Thurmond Lake hit its highest level in five years Thursday, prompting the Army Corps of Engineers to begin releasing excess water in flood-control mode.
Although the reservoir has been affected by severe drought for three years - and was 14 feet low in November - recent rains elevated the pool to 332 feet above sea level.
"Full pool is 330, but this time of year we expect it to be 328, so we're 4 feet into flood control right now," said Corps spokesman Jim Parker. The lower March pool is designed to provide capacity for spring rains.
The last time the lake had as much water was May 11, 1998, when the reservoir swelled to a near-record 333.94 feet, prompting accelerated releases through the dam into the Savannah River.
On Thursday, the Corps again went into flood-control mode, and releases through the dam were bumped up to 21,000 cubic feet per second in efforts to lower the lake to provide additional storage.
During the drought-management mode, under which the dam has been run for three years, releases had been held to a minimum - usually averaging 3,600 cubic feet per second.

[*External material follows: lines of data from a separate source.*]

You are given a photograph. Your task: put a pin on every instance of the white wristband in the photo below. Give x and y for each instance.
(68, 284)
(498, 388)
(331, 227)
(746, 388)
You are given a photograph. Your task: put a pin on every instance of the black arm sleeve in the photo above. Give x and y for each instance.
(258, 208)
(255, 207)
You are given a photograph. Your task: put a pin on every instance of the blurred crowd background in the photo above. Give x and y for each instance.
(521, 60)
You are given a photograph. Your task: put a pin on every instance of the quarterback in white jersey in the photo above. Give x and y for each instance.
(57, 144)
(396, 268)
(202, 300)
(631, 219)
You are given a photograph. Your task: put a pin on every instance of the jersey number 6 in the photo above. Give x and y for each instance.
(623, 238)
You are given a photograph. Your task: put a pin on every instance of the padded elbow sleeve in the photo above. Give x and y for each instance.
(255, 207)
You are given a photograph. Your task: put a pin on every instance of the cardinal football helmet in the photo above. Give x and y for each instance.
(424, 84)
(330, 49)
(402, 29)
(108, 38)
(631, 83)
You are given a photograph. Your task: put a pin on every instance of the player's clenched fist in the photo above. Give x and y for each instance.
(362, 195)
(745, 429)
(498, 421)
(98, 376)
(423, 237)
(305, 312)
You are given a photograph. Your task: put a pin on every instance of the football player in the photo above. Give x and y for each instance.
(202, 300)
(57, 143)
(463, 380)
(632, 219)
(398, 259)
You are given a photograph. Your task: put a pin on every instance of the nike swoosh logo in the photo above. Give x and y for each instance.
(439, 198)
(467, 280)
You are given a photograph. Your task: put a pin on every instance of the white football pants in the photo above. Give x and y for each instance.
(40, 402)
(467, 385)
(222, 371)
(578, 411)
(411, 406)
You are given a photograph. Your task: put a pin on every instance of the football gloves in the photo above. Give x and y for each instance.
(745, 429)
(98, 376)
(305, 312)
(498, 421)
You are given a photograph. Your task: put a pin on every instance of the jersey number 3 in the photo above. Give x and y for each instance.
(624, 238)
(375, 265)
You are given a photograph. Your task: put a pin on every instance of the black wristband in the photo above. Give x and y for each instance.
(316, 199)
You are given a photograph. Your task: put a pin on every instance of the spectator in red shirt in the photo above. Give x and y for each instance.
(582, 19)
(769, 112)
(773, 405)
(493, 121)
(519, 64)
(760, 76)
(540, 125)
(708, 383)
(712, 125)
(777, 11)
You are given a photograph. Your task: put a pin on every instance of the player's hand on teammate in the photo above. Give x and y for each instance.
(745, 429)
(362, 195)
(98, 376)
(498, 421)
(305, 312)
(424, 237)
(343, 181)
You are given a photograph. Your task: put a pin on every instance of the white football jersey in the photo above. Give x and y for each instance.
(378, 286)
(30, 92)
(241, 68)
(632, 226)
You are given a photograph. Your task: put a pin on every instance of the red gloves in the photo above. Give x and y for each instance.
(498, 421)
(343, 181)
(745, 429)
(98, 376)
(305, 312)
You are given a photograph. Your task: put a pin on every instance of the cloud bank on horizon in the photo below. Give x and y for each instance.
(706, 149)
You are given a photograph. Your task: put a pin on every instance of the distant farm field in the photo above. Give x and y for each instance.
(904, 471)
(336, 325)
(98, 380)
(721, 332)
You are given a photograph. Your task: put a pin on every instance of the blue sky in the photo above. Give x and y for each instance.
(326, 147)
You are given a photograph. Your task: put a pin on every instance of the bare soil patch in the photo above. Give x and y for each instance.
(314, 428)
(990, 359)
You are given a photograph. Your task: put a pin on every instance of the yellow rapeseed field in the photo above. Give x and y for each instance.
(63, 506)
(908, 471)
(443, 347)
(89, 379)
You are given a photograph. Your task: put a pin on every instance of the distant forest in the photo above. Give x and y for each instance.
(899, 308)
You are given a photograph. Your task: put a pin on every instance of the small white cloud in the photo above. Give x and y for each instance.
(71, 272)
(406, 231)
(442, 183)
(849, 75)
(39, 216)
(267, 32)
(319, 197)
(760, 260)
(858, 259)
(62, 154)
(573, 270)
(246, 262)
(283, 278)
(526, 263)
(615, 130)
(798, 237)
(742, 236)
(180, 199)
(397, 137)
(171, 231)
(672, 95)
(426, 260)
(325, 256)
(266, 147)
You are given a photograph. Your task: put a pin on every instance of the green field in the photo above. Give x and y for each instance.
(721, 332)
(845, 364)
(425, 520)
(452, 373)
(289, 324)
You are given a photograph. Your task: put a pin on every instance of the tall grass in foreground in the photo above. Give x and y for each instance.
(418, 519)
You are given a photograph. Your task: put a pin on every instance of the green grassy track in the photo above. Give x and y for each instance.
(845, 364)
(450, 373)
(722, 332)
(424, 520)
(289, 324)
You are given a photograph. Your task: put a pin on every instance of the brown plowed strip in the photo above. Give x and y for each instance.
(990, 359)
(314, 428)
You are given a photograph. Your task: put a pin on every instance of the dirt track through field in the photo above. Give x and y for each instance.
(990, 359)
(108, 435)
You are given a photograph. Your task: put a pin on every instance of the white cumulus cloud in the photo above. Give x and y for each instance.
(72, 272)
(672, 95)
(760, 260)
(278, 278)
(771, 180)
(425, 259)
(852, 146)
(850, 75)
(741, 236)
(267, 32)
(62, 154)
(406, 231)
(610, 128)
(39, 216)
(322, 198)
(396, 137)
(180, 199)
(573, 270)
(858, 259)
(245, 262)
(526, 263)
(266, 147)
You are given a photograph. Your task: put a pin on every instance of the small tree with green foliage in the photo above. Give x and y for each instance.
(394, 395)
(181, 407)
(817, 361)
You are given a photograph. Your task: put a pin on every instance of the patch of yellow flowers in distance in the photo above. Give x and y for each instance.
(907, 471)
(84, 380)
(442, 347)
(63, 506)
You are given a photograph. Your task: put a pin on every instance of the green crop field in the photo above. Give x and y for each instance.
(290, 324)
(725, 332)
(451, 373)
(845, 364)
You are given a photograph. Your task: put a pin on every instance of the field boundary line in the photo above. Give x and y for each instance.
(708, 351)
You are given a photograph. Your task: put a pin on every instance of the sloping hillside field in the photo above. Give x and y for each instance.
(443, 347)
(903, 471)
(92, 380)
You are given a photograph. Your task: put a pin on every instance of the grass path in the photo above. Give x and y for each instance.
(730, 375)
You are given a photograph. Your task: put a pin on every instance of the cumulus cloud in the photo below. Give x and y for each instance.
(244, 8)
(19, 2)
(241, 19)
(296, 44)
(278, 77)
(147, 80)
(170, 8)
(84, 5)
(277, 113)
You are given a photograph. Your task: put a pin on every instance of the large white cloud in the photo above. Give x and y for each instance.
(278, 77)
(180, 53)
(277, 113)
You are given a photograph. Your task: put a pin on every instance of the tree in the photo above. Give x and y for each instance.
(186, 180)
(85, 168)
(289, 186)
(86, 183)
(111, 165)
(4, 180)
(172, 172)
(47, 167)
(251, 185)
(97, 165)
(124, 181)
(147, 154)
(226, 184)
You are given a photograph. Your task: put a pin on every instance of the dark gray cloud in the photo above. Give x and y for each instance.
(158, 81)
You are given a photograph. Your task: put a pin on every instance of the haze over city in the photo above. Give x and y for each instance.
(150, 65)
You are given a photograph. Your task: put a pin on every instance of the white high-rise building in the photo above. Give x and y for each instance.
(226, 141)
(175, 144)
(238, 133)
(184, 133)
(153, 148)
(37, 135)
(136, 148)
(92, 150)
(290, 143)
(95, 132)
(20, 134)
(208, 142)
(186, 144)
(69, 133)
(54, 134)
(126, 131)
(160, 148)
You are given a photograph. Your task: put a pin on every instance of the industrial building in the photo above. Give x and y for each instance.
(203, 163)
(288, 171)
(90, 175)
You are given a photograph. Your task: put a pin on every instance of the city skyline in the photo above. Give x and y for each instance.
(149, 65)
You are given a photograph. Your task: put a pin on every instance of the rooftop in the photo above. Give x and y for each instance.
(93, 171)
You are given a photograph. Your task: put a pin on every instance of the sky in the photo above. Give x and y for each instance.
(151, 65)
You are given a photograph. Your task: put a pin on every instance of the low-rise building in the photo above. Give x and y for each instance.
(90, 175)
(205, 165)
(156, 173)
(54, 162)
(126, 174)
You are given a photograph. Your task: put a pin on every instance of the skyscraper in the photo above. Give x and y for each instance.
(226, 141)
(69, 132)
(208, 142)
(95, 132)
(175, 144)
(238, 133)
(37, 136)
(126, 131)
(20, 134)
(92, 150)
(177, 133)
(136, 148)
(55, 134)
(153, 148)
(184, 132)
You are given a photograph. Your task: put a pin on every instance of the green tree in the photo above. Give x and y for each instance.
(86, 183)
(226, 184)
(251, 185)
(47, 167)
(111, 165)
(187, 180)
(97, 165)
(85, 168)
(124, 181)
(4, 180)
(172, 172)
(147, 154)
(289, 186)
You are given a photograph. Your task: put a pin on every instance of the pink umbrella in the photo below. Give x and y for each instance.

If the lake continues to rise, which is unlikely, the Corps can open its floodgates to prevent water from topping the dam. The usual method is to release water through the dam's turbines, which generate electricity.
Although the river has swollen somewhat, the volume of water being released doesn't create flooding hazards downstream.
"But obviously with this much flow, there will be more water in the river, and people need to be aware of that, and also watch for more debris," Mr. Parker said.
Flows of 25,000 cubic feet per second can begin to cause complaints.
Rainfall has pumped 2.34 inches into the Thurmond Lake drainage basin this month, compared with 1.17 inches at Lake Hartwell.
Lake Russell, which lies between the reservoirs, received about 1.78 inches of rainfall this month.